Inácio França / 17/11/2022

Crédito: Marinha do Brasil

Se na Baía da Guanabara a Marinha do Brasil parece não estar nem aí para sua tarefa de fiscalizar e dar destino aos navios abandonados, a ponto de um deles bater na ponte Rio-Niterói na segunda-feira, 14 de novembro, o mesmo não pode ser dito quando o assunto é o casco do porta-aviões São Paulo. Desde a tarde de 12 de outubro, o navio patrulha Macau, de 54 metros de comprimento e armado com um canhão de 40mm, faz a escolta do rebocador e da sucata daquele que já foi o maior navio de guerra do país.

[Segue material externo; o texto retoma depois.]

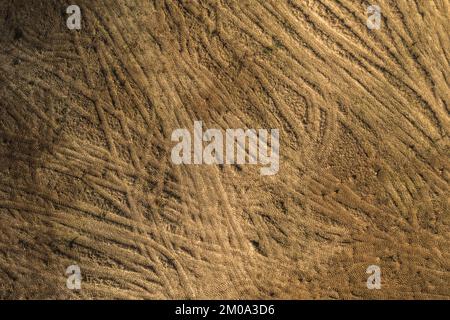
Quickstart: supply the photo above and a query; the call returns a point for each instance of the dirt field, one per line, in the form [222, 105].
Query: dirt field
[86, 177]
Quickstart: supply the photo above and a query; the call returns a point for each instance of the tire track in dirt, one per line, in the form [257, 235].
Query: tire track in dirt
[363, 117]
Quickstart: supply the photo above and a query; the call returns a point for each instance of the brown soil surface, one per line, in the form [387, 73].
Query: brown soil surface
[85, 138]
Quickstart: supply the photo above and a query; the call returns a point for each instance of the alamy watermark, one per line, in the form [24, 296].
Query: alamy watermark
[374, 19]
[230, 149]
[74, 277]
[74, 20]
[374, 280]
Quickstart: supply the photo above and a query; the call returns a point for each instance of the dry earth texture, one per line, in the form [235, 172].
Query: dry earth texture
[86, 177]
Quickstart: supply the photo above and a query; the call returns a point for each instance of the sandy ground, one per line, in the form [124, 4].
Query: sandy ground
[86, 176]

De acordo com o site Marine Traffic, que faz o monitoramento via satélite de todo o tráfego marítimo global, as poucas vezes em que o Macau se afastou do porta-aviões fantasma foi para se abastecer no porto de Suape. Durante alguns dias, o rebocador e seu reboque contaminado também tiveram a companhia de outros dois navios patrulha, o Grajaú e o Graúna, mas estes retornaram à base naval de Natal.

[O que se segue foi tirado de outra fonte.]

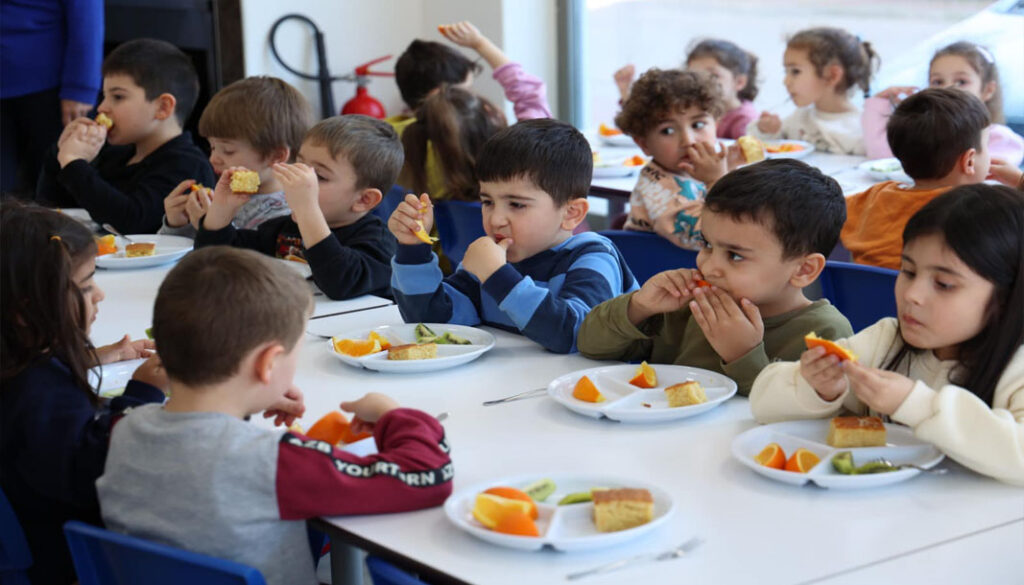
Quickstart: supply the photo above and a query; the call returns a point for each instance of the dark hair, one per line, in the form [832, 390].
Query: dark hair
[455, 123]
[425, 66]
[802, 206]
[218, 304]
[265, 112]
[826, 45]
[157, 67]
[552, 155]
[662, 92]
[732, 57]
[43, 309]
[984, 225]
[371, 145]
[984, 65]
[930, 130]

Na segunda-feira, a Marco Zero enviou e-mail para o Centro de Comunicação Social da Marinha, questionando por qual razão os militares está escoltando uma embarcação que já não pertence ao patrimônio da corporação, não tem uso militar e ter indícios de carregar centenas de toneladas de carga tóxica. O casco do porta-aviões foi leiloado no dia 12 de março de 2021 por R$ 10,5 milhões (o equivalente, naquele dia, a pouco menos de US$ 1,9 milhão) pela empresa turca Sok Denizcilik ve Ticaret.

Até o momento da publicação, não houve resposta ao nosso questionamento. Caso a resposta seja enviada, este texto será imediatamente atualizado.

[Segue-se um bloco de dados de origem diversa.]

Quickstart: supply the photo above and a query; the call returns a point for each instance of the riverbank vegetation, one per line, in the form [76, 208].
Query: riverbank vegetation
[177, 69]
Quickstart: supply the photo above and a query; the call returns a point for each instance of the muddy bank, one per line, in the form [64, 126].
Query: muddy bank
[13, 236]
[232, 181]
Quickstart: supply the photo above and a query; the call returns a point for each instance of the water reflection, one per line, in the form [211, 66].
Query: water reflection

Trajetória do navio patrulha desde outubro, à esquerda, em paralelo ao do porta-aviões, à direita em linhas mais densas. Crédito: Marine Traffic

Clique aqui para acompanhar a rota do navio patrulha Macau no Marine Traffic e aqui para acompanhar a rota do rebocador Alp Centre e do porta-aviões São Paulo.

Protesto na Capitania dos Portos

No final da tarde do feriado de 15 de novembro, dezenas de pessoas mobilizadas por organizações ambientalistas realizaram um protesto diante da sede da Capitania dos Portos de Pernambuco, junto da praça do Arsenal. A manifestação foi uma reação à tentativa da Marinha de, na quarta-feira, 9 de novembro, obrigar a administração de Suape a aceitar a atracação da sucata para que fossem feitos reparos “urgentes” no casco.

Alexandre Carvalho, presidente do Instituto de Pesquisa e Preservação Ambiental Oceanário Pernambuco, ligado à Universidade Federal Rural de Pernambuco (UFRPE), se disse preocupado com a perspectiva do navio na costa do estado. “O mais sensato é essa embarcação voltar para seu porto de origem e passar por uma vistoria técnica séria para que não ameace mais Pernambuco e nenhum outro lugar do mundo”, afirmou.

Protesto na praça do Arsenal foi primeira reação pública ao casco do porta-aviões Crédito: Arnaldo Sete/MZ Conteúdo

Logo depois da Justiça Federal acatar o pedido de Suape e impedir a atracação forçada do casco, o representante da MSK Maritime Services & Trading, empresa de transporte marítimo contratada para levar o casco até a Turquia, ameaçou processar o governo de Pernambuco e pedir a indenização de US$ 2 milhões para cobrir os custos que está tendo em razão de Suape se negar a receber o porta-aviões. O valor da suposta indenização seria maior que os US$ 1,9 milhões pagos pelos turcos para arrematar a embarcação.

Em vídeo, o advogado Zilan Costa e Silva, representante da MSK, afirmou que a empresa passou dois anos planejando o transporte do casco (apesar do leilão ter ocorrido um ano e cinco meses antes do início da operação) e que o rebocador estaria consumindo 20 mil litros de óleo dieses por dia.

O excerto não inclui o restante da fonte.